The Israeli National Guard is the state’s response to May 2021: a new reserve force for the Border Police, comprised of 2,000 ex-soldiers who can be called upon on short notice for crowd control and public order assignments during such escalations. “Enforcement” and “governance” are the buzzwords for dealing with Palestinians in the mixed cities, in the Negev/Naqab, and in Area C of the West Bank, which is under full Israeli military control and which the right now regards as part of the state.
Yet the real objective of this discourse is not maintaining public order; as always, security is the pretext, but land and demography are the central underlying issue.
The IDSF, which describes itself as a non-partisan national security organization, promises that its activities will establish new Jewish settlements while “enforcing against and evacuating illegal Palestinian, Arab, and Bedouin construction.” Since the state rarely approves building permits for Palestinian homes, it is clear that what the IDSF really seeks is to take over as much territory as possible, and to keep it in Jewish hands.
The coded language, and the minor role the Palestinian national issue seems to play at the conference, betrays the degree to which the right has adapted to the one-state reality between the river and the sea.
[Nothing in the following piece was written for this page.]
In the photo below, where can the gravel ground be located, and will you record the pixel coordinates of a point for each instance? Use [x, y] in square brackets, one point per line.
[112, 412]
In the eyes of the New Right, the mixed cities, Area C, and the Negev are the new battle lines, where land is still up for grabs and facts on the ground will determine the future.
While diplomats, politicians, and think tank experts make empty platitudes about some future Palestinian state, the binational reality on the ground continues to take shape, and the right has correctly identified that whatever gains Jews make in this moment can and will be used as leverage in any future arrangement, or simply kept in Jewish hands. Contemporary American right-wing thought — manifested by different forms of anti-wokeism, irony, and so-called freedom of thought, undergirded by white nationalism, and translated and adjusted to the Israeli context — seems like the perfect vehicle for this project.